"When my youngest daughter was diagnosed with Down syndrome shortly after she was born, it felt like our whole world was turned upside down. We were under-informed about her condition and frightened by what we did not know (which turned out to be a lot). The Internet was, of course, happy to oblige our late-night Googling with a whole host of harrowing health issues, future learning challenges and expected delays, and things like ‘life expectancy,’ which no parent should have to think about in the first days of her child’s life. I was absolutely and unconditionally in love with our girl, but at times I was in a panicked state of paralysis about what lay ahead. The Internet, though, changed all of this.
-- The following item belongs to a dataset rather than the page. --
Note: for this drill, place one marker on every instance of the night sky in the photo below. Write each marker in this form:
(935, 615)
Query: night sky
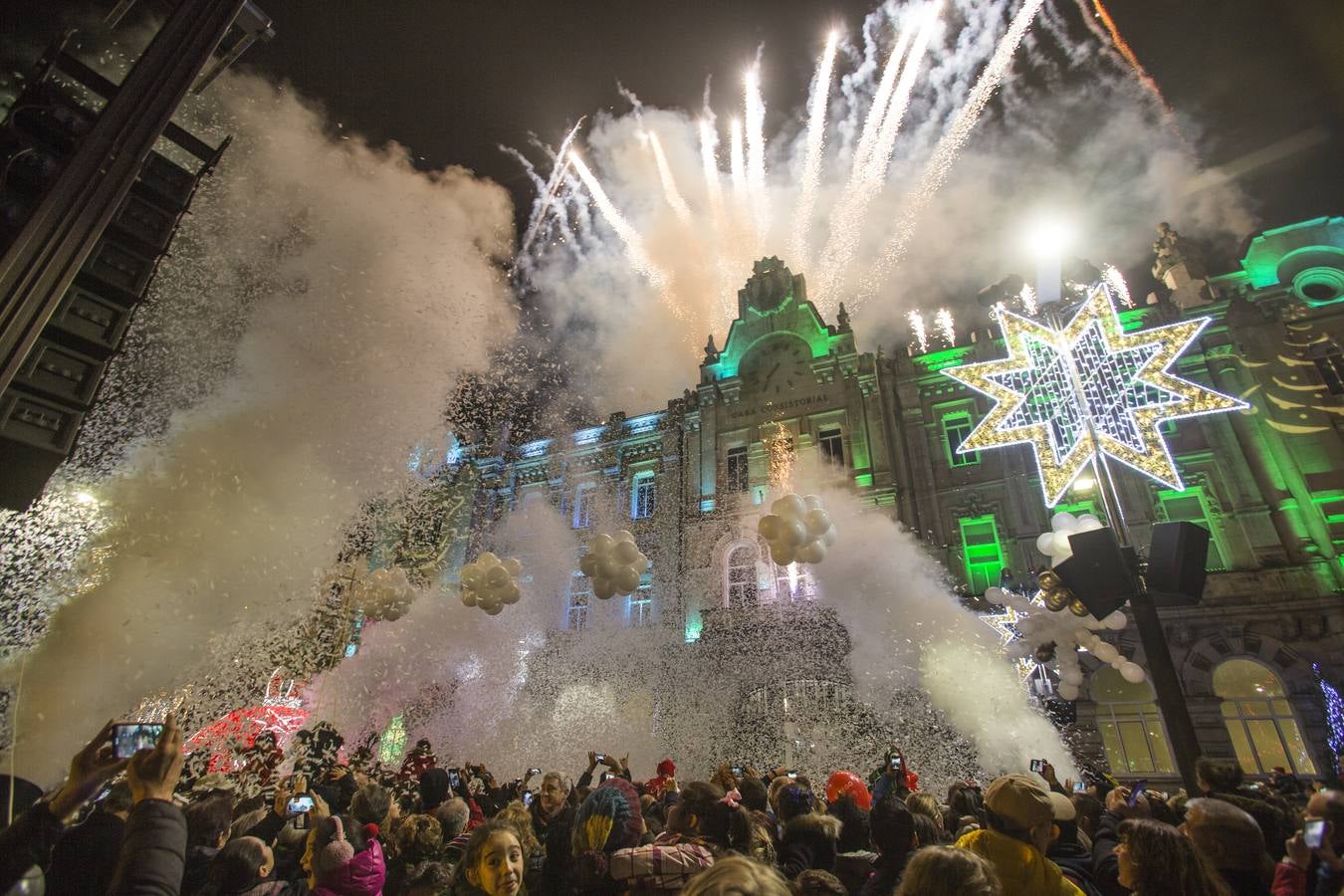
(454, 80)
I discovered hidden online communites—Facebook groups, websites, blogs—a multi-layered, interconnected, human network of people whose lives have been impacted by Down syndrome. Now my daughter’s future didn’t seem so scary, and I didn’t feel quite so alone. I subscribed to blogs, I ‘liked’ Facebook pages, and I created a new Pinterest board devoted to Down syndrome. My newsfeeds started to fill up with images of kids whose features reflected my daughter’s, with advice from those more seasoned in the kinds of challenges we might have to navigate. I read stories of individuals with Down syndrome doing everything from going to college, to starting a business, to getting married.
The Internet is an infinite source of information. It is helpful, yes, but at times cold, overwhelming, and misleading. The Internet is also a collection of stories, and storytelling is the oldest and most profound way we have to grapple with understanding the human condition and making meaningful connections."